= Haddy Jallow =

Gambian-Swedish actress (born 1985)

Haddy Jallow (born 14 October 1985) is a Gambian born Swedish actress who, on 23 January 2007, won Sweden's top film award, the Guldbagge Award as "Best Actress in a Leading Role" for her performance as a teenage rape victim in Säg att du älskar mig (Say That You Love Me), released in Sweden on 25 August 2006.

A native of the former British colony of Gambia, Jallow grew up in the Stockholm suburb of Rinkeby, an area noted for its high concentration of African immigrants, and subsequently moved with her family to Skogås, a suburban municipality with a rural environment.

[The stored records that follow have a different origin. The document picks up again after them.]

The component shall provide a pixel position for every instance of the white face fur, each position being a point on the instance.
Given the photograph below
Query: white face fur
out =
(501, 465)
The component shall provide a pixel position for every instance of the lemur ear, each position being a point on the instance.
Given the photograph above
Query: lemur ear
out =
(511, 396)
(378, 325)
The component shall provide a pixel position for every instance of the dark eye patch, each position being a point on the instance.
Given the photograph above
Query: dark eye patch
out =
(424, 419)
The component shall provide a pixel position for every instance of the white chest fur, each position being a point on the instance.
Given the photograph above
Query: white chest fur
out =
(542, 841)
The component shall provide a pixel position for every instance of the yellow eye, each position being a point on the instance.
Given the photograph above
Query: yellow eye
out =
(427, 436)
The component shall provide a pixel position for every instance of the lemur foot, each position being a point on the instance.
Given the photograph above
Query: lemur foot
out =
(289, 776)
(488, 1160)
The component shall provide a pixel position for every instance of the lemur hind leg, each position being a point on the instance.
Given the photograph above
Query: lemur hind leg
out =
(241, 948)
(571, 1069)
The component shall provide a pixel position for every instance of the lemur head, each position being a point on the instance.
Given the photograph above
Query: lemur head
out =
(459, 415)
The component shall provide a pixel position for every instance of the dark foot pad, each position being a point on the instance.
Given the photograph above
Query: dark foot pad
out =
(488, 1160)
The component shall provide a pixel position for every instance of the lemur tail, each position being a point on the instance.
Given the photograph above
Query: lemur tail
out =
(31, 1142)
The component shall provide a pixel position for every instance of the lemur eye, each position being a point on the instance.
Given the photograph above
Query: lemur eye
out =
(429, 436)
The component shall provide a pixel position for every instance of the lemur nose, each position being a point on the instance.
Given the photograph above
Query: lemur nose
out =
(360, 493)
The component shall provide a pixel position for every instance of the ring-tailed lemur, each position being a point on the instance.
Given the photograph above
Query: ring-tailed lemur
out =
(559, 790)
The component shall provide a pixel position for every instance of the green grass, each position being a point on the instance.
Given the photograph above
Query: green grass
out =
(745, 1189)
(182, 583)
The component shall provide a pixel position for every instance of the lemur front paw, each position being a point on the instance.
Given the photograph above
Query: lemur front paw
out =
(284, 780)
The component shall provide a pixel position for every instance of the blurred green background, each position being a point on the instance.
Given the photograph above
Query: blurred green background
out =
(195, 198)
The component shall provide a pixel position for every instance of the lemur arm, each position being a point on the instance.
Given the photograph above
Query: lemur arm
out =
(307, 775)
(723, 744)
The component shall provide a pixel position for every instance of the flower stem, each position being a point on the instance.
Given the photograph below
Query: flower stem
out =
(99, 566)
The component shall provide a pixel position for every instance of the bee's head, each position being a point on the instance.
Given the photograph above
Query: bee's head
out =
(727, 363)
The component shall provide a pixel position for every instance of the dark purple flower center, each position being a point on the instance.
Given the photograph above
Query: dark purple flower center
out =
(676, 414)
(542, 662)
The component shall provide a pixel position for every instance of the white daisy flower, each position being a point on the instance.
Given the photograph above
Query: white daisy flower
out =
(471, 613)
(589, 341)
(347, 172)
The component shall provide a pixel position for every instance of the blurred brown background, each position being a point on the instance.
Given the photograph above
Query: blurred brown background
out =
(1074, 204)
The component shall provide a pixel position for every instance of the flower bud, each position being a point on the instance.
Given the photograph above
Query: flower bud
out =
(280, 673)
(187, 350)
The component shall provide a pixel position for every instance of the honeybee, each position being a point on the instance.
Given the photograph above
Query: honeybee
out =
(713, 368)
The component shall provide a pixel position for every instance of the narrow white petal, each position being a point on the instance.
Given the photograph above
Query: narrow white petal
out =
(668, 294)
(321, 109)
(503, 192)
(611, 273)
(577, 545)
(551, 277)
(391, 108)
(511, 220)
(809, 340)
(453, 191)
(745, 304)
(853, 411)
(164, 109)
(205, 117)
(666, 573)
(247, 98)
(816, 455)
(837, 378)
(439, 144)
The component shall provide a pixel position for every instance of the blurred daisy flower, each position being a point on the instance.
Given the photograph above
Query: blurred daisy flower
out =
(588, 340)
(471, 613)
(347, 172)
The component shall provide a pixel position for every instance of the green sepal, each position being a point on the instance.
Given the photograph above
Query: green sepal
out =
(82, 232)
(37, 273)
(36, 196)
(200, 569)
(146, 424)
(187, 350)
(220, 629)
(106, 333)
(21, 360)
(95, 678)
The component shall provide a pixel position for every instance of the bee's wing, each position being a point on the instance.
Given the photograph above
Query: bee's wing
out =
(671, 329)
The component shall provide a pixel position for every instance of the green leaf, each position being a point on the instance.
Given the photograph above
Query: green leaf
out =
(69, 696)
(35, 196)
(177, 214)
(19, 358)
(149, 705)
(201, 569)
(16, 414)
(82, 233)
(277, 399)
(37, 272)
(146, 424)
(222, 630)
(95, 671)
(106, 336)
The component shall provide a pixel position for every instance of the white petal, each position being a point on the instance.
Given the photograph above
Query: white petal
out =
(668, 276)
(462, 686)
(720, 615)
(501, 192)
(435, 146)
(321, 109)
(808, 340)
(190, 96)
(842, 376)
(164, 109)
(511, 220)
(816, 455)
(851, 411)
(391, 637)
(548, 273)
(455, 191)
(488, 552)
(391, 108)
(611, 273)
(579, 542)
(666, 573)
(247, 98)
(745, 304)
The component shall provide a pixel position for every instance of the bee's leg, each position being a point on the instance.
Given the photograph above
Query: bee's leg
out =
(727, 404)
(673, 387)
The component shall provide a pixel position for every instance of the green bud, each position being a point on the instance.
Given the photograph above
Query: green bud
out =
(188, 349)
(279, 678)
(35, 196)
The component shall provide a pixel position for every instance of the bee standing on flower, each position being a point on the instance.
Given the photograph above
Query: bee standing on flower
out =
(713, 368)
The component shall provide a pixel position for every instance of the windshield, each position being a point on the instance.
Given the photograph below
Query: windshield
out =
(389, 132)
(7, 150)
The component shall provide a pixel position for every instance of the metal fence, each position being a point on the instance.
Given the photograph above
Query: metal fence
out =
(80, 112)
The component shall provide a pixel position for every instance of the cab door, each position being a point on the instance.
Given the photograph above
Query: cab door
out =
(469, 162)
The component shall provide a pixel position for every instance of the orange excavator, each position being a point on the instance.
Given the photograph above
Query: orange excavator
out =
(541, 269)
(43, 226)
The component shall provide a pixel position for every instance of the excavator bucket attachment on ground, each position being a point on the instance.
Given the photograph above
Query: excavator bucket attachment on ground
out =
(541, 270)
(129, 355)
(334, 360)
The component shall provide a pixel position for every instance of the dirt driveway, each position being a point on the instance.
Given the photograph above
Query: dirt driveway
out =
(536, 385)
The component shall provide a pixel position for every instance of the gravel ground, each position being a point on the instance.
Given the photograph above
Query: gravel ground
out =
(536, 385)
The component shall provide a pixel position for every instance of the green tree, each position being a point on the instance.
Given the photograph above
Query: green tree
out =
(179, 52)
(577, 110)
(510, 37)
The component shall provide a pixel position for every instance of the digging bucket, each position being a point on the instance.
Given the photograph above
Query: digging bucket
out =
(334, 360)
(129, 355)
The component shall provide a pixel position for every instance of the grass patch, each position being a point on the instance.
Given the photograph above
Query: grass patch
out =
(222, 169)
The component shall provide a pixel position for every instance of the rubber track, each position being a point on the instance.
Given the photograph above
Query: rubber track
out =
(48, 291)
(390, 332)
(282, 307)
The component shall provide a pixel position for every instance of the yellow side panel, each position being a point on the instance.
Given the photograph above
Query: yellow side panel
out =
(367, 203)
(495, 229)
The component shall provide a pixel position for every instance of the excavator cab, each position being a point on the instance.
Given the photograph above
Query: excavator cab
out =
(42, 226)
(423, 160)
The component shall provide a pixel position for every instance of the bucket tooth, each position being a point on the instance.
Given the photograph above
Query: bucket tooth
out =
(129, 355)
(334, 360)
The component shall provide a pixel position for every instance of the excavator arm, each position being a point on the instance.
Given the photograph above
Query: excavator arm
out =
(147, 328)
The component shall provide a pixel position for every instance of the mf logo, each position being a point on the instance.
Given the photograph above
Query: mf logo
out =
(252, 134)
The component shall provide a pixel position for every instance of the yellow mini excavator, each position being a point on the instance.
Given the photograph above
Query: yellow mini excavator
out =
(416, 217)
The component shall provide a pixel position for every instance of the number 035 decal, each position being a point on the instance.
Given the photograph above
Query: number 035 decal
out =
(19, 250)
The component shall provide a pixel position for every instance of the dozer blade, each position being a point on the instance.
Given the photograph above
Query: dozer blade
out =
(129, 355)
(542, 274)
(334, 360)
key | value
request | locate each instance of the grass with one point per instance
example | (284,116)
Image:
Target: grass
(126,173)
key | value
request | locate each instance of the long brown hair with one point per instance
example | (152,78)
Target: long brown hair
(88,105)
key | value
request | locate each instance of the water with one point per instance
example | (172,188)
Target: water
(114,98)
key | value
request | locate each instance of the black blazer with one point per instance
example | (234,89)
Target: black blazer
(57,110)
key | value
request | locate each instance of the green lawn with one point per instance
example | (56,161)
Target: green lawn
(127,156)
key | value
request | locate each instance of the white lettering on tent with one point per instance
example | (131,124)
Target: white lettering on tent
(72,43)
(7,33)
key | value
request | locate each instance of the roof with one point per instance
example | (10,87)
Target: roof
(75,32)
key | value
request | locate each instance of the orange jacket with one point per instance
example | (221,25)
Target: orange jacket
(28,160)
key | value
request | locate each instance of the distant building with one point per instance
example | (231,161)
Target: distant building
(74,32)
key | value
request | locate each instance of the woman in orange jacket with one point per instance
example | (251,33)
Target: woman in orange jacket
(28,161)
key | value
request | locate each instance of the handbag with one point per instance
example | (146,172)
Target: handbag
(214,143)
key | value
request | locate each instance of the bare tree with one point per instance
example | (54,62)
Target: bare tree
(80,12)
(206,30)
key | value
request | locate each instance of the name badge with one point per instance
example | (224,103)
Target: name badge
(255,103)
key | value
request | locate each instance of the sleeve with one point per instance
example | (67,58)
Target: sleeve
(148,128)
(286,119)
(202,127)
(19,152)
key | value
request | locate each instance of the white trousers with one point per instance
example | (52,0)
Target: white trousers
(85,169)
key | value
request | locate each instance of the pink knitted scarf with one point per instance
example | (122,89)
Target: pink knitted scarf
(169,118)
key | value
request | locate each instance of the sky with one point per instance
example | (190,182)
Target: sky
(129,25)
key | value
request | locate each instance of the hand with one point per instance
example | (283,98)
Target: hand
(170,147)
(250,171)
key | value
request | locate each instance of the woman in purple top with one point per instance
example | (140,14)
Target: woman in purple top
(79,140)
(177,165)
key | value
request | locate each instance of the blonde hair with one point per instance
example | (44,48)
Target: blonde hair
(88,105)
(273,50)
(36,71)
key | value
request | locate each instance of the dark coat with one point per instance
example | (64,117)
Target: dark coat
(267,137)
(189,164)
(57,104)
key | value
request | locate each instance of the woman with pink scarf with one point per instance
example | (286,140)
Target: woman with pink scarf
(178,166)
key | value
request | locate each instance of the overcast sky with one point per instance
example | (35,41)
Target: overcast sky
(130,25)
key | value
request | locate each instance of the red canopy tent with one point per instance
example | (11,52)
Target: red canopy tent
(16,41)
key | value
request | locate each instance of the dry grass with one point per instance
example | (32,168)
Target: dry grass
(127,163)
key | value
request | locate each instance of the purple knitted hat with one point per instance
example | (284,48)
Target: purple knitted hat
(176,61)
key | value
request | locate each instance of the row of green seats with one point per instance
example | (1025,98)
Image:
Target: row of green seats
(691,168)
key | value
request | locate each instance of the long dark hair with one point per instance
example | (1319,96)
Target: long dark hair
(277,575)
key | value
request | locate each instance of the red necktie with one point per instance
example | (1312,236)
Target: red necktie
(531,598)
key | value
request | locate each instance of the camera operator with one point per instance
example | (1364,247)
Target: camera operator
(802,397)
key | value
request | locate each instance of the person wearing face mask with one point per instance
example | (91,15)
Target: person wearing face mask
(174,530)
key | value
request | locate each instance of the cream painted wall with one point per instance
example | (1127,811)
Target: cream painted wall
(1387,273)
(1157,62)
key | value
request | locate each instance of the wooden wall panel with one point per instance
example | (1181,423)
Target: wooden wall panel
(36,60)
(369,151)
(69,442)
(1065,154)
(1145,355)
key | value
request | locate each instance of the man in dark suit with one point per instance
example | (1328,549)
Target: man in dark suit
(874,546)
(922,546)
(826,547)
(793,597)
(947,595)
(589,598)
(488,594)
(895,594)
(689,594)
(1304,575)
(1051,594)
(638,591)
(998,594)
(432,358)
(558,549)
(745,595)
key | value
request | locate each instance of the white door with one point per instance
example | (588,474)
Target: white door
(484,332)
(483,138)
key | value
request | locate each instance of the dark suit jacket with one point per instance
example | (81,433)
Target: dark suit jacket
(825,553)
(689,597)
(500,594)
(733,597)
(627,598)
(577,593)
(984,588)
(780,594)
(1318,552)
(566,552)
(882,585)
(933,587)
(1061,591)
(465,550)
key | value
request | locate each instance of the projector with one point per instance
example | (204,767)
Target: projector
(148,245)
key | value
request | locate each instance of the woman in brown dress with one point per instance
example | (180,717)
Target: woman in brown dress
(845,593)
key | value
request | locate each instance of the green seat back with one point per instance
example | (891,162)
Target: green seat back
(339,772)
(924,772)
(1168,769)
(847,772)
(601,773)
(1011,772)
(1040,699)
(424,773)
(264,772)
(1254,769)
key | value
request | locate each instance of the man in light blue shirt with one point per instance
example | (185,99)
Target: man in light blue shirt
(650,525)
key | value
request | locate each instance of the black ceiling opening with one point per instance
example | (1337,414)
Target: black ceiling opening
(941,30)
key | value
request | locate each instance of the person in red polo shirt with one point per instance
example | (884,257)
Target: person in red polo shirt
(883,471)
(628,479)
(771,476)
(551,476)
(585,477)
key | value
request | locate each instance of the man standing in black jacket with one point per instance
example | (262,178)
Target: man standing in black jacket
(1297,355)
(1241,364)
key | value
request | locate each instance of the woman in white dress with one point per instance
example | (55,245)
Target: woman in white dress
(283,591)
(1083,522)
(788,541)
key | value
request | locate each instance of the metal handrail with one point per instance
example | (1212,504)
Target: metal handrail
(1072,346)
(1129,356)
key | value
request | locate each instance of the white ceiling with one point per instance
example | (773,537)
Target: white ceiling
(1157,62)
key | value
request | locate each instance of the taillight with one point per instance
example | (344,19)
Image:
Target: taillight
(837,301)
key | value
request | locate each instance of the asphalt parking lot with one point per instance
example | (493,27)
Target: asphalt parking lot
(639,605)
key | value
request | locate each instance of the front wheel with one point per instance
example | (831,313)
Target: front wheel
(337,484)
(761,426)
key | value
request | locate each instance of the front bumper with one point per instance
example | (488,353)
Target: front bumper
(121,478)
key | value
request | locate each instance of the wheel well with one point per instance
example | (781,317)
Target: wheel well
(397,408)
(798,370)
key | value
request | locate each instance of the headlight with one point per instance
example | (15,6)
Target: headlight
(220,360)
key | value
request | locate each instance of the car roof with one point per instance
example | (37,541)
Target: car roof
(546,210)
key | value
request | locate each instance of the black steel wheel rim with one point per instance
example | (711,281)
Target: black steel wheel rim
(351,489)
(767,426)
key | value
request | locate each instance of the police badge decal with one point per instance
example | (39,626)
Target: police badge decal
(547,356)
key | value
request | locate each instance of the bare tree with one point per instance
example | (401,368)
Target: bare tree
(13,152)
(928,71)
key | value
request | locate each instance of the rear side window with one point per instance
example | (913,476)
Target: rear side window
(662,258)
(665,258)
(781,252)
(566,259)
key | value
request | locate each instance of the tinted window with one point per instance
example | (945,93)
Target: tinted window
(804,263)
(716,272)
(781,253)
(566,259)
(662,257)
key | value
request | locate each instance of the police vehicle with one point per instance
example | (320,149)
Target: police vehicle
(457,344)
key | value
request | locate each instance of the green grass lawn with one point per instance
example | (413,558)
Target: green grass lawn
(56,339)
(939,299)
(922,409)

At the age of 15, she was cast by director Daniel Fridell in a 2001 episode of the Swedish television series En klass för sig, which portrayed high-school life. Her award-winning portrayal came five years later, when she was cast by Fridell in his much-harsher vision of the same setting, playing Fatou, a student who is brutally raped by two of her classmates and is subsequently further victimized by the prevailing culture among students. Her uncompromising performance in the visceral role brought plaudits from film reviewers not only in Sweden, but in a number of other venues throughout the European Union.

After another four-year absence from the screen, Jallow was announced for a leading role in Swedish director Daniel Lehmussaari's horror thriller, Arvet, filming on location in Northern Sweden city of Luleå, with a planned release date of 1 June 2011.